A galvanometer is an electromechanical measuring instrument for electric current. It works by deflecting a pointer in response to an electric current flowing through a coil in a constant magnetic field. The movement of the pointer is directly proportional to the intensity of the electric current in the circuit. Galvanometers can be thought of as a kind of actuator. They were the first instruments used to detect and measure small amounts of current. Early galvanometers were uncalibrated, but improved versions, called ammeters, were calibrated and could measure the flow of current more precisely. Galvanometers have also been used as the display components of other kinds of analog meters (e.g., light meters and VU meters), capturing the outputs of these meters sensors.

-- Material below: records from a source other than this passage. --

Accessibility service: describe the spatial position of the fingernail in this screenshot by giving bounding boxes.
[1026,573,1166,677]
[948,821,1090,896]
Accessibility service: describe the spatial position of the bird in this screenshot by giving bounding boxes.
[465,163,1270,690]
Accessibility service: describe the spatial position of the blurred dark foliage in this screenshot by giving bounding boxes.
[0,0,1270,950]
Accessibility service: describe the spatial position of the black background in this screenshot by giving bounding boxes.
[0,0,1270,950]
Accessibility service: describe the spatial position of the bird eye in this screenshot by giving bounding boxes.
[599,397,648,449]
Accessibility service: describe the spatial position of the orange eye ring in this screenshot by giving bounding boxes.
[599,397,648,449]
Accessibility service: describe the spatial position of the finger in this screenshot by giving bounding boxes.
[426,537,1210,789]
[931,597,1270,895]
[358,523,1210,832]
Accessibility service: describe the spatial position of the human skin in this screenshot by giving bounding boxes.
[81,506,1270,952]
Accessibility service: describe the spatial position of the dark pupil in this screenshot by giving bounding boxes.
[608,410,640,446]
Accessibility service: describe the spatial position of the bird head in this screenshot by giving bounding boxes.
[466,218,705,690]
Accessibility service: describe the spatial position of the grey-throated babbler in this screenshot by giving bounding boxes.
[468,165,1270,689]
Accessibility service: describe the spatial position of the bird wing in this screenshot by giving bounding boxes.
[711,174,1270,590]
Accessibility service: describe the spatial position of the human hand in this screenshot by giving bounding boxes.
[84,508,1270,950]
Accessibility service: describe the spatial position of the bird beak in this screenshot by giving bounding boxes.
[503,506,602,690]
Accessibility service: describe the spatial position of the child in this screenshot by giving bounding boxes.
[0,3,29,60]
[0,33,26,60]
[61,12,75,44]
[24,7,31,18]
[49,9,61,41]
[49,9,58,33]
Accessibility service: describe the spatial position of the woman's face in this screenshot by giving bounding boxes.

The main parts of a galvanometer include a coil, a spring, and a needle. The coil is the part of the galvanometer through which the electric current to be measured travels. The spring is the joint between the coil and the needle that gives the measurement. The needle is the part that indicates the value of the measured electric current. There are different types of galvanometers, including the D’Arsonval/Weston type, the moving coil type, tangent galvanometer, astatic galvanometer, mirror galvanometer, and ballistic galvanometer.

The moving coil galvanometer is a highly sensitive instrument that can measure low currents even of the order of a few microamperes. It is mainly divided into two types: suspended coil galvanometer and pivoted-coil or Weston galvanometer. When a current is passed through a coil in a magnetic field, the coil experiences a torque proportional to the current. If the coils movement is opposed by a coil spring, then the amount of deflection of a needle attached to the coil may be proportional to the current passing through the coil.

Galvanometers are used to detect or measure small electric currents by movements of a magnetic needle or of a coil in a magnetic field. They are also used to translate different kinds of electric quantities into pointer movements, making them ideal for turning the output of other sensors that output electricity into something that can be read by a human.